CS 194-26 - Project 5: Light Fields

Eli Lipsitz (cs194-26-acw)

Note: Click on any image to enlarge it.

Interactive Re-Focusing Demo

Click on either of the two photographs to refocus at that point!

Note: the depth maps used are approximate and, in some cases, extremely inaccurate. If clicking does not do anything at first, try refreshing the page and trying again.

Part 1: Depth Refocusing

The lightfield data consists of a number of images arranged in a grid, each of which is a photograph of the scene, with the camera positioned at the image's position in the grid (perpendicular to the viewing axis).

Thus, due to the parallax effect, the image at (8, 8) will be slightly shifted from the image at, say, (0, 0) (the center).

If we shifted the image at (0, 0) so that it lined up with the center image at a specific point, we could average the two together and end up getting an image which is clear (in focus) at the correspondence point, but blurry (due to the images not matching up) at all other points.

We can extend this by taking *all* of the images in the grid (17 * 17 = 289) and shifting them appropriately and averaging them.

I called the parameter to shift the images by (relative to their offset from the center in the grid), "c" -- this is relative to the pixel size of the images (1024 x 1024 for my example images), as well as the size of the grid, so the numbers by themselves are not particularly meaningful.
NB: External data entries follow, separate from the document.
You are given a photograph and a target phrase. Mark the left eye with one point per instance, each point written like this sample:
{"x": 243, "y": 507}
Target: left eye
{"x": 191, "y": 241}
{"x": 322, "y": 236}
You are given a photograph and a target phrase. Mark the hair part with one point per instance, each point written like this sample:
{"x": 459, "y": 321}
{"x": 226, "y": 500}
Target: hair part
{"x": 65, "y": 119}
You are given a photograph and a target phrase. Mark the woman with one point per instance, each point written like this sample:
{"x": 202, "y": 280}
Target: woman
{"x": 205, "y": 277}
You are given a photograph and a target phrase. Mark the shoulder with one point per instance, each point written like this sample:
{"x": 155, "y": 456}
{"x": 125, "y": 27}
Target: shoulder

This doesn't matter, however -- by sweep "c" across a certain range, we can sweep our focal plane across the image, producing an interesting effect.
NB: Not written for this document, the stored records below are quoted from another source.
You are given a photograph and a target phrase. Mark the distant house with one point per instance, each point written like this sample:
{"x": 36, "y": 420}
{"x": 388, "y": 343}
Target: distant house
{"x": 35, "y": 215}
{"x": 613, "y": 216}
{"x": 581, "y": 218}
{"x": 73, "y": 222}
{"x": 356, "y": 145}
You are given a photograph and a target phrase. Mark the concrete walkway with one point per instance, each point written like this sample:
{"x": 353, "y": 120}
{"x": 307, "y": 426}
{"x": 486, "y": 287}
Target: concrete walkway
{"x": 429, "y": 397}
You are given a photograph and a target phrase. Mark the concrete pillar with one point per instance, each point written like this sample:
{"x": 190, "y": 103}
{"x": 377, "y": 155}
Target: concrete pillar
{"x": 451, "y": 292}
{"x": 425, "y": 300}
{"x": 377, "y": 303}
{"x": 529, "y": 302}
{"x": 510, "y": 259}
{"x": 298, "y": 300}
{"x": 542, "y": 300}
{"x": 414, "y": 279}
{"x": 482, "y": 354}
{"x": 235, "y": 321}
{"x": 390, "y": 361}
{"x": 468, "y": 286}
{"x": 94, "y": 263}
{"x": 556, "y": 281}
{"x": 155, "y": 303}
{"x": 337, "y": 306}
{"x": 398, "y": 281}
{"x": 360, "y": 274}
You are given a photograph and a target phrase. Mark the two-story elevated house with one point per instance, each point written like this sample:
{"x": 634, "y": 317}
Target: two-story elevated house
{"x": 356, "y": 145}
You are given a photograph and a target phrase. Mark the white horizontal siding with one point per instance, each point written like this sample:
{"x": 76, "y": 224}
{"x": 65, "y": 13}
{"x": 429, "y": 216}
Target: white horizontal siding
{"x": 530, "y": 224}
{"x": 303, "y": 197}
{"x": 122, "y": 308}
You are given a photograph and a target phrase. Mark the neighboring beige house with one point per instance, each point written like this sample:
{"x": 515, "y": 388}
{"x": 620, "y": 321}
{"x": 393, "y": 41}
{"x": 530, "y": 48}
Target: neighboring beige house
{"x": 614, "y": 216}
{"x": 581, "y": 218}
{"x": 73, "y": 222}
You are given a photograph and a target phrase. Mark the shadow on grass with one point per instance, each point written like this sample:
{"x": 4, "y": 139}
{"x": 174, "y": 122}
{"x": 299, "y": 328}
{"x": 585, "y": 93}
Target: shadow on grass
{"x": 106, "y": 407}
In the following videos, the Cards "c" ranges from -4.0 to 3.0. The Legos "c" ranges from -3.0 to 5.0.

Part 2: Aperture Adjustment

If instead of shifting the images (or in addition to shifting the images), we simply average a subset of the images together, we can simulate differently sized apertures. If we take one image, that "simulates" the aperture of the original images (naturally).

If we summed nine images (a center image, and a ring of images around it), that simulates an aperture sized at 9 times the area of the original aperture, due to light being gathered from an area 9 times as large. However, this would also make the image 9 times brighter, so we divide by the number of images to average them, and account for the overexposure.

This can be repeated with any set of the images. In the images below, I've averaged the center 1 image, 9 images, 25 images, etc, all the way up to the entire 17x17 square (289 images).

Summary

Before this class, I'd already been exposed (hah!) to light field cameras through Ren Ng's CS 184. However, while we learned a lot about them, I did not personally do any light-field related projects.

It was pretty cool to see how easy to is to achieve interesting effects when you have light-field data. I'm especially happy with the Javascript interactive refocusing. As explained below, I ended up writing a program to calculate depth maps for a set of light field data to produce the realtime Javascript refocusing above.

The depth fields calculated in this method are extremely crude and not super accurate. I'd be interested in learning if there's more intelligent (and hopefully more effective) way of computing depth maps from light field data.

Bells and Whistles: Interactive Refocusing

I started by creating an interactive Python program that would show an image, accept a mouse click, and then for the ~16x16 region around the mouse click, try all possible shifts of the center image and the top left image, picking the one with the lowest squared deviation.

This worked pretty well, but wasn't super fast (to redo the shifting each time, it took about a second or so). It was also pretty annoying to run the Python program, loading all of the images each time. I realized that if I precomputed all of the shifts, I could do this a lot quicker.

Fortunately, I already precomputed all of the shifts to create the shifting videos shown above. I realized that I could do this in Javascript (and embed it into the final report!), if I could somehow compute the shifts for each point. This would require loading in several images and reimplementing a bunch of Numpy in Javascript. Instead, I realized I can just pre-compute the depthmap for the image, and use it as a lookup table.

The depth maps are computed by, for each pixel in the center image, computing the best shift (as described a few paragraphs prior). This was very simple, but very slow. I spent a lot of time vectorizing this program so that I could compute the depth maps quickly. I noticed that there was a lot of noise in the final depth maps. To combat this, instead of computing a single depth map for the center image versus one of the corner images, I computed the depth map for each of the four corners and averaged them. This seemed to help a bit.

Below are the depth maps I used: you can see how noisy and imperfect they are. Regardless, they seem to work decently enough for the purposes of refocusing (provided you click around enough to get enough of the well-computed depths).